Grüße aus dem Vinschgau!


----------



## MTB-News.de




----------



## chayenne06 (22. September 2008)

@vinschgauMTB:
hallo,
hab auch so ne idee über den 3.10. noch in südlichere gefilde für 3-4 touren zu fahren. vinschgau hört sich ja gut an. kennst du denn nette unterkünfte für ein alleinreisendes mädel? und/oder evtl. anschluß dort zu anderen bikern?
danke,
gruss Ramona


----------



## VinschgauMTB (22. September 2008)

Hi Ramona,

schaust am besten unter www.vinschgaubike.com nach, da findest gute Bike-Unterkünfte, Tourenbeschreibungen und geführte Biketouren....

Lg aus dem Vinschgau!


----------



## Mr. Teflon (23. September 2008)

Hallo,

wir wollten mindestens 4 Touren fahren. Kenne die jetzt nur aus der Mountain Bike 06-08. Die Zweiländerrunde mit 1790Hm um Reschen, die Obervinschger Zeitreise mit 170Hm um Prad, die Göflaner Marmorbruch mit 1490Hm um Latsch/Göflan und das Trail Paradise St. Martin im Kofel mit 1180Hm bei Latsch.

Ich habe keine Ahnung was die Temperaturen angeht. Mit Felljacken und Fellmützen wollen aber nicht an den Start gehen. Lange Jacke und Hose sind okay.

Die Panzersperre und den Marmorbruch wollte ich mir schon ansehen.
Ist das möglich bei den Temperaturen?
Sind überhaupt noch paar Wege gesperrt oder hat sich die Lage beruhigt zwischen den MTB'ler und den Anwohnern?

Tschau
Mr. Teflon


----------



## maxa (23. September 2008)

War grad 3 Tage in Tramin und Naturns.
Kurze Hose und Trikot war angesagt, nur zum Abfahren waren die Ärmlinge und Weste dabei.

Knaller Tour bei Kaltern ist der Monte Roen.
Von Kalterer See aus ca. 2100 HM pures Vergnügen, sowohl bergauf als auch bergab.


----------



## Mr. Teflon (23. September 2008)

Hallo,

wie weit weg liegt denn Tramin von Vinschgau (Prad)? Habe gerade keine Peilung.
Gibt es von der "Knaller Tour" eine Seite mit Streckenbeschreibung? Abfahrtsort, Wegbeschreibung usw.

Tschau
Mr. Teflon


----------



## VinschgauMTB (23. September 2008)

Von Prad bis Tramin sinds ca. 58km.

Von der Monte Roen-Tour ist glaub ich grad ein Bericht in der aktuellen MountainBIKE drinnen, wenn ich mich nicht irre....
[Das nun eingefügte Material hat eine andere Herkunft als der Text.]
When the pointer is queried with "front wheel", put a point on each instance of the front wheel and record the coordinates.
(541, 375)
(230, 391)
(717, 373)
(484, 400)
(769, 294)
Bin die aber selber noch nicht gefahren.


----------



## Mr. Teflon (23. September 2008)

Hallo,

58km. Ganz schön finde ich. Da ist Prad wohl etwas zu weit weg.
Mal sehen. Ich werde es vorschlagen. Die 10/08 habe ich jetzt gerade vor mir.

Oder fährt die Vinschgaubahn bis Tramin? Wieviel Stunden würde die Fahrzeit betragen?
Stimmt das, dass man pro Mann und Rad 4 Euro bezahlt für die Vinschgaubahn? Also pro Fahrt 8,- Euro? Hin und zurück 16,- Euro.

@ maxa: Wie schwer ist die Monte Roen Runde wirklich? Die MTB schreibt schwer / sehr schwer.
Ist der Schotter so grob oder wie ist das?


Danke & Tschau
Mr. Teflon


----------



## maxa (23. September 2008)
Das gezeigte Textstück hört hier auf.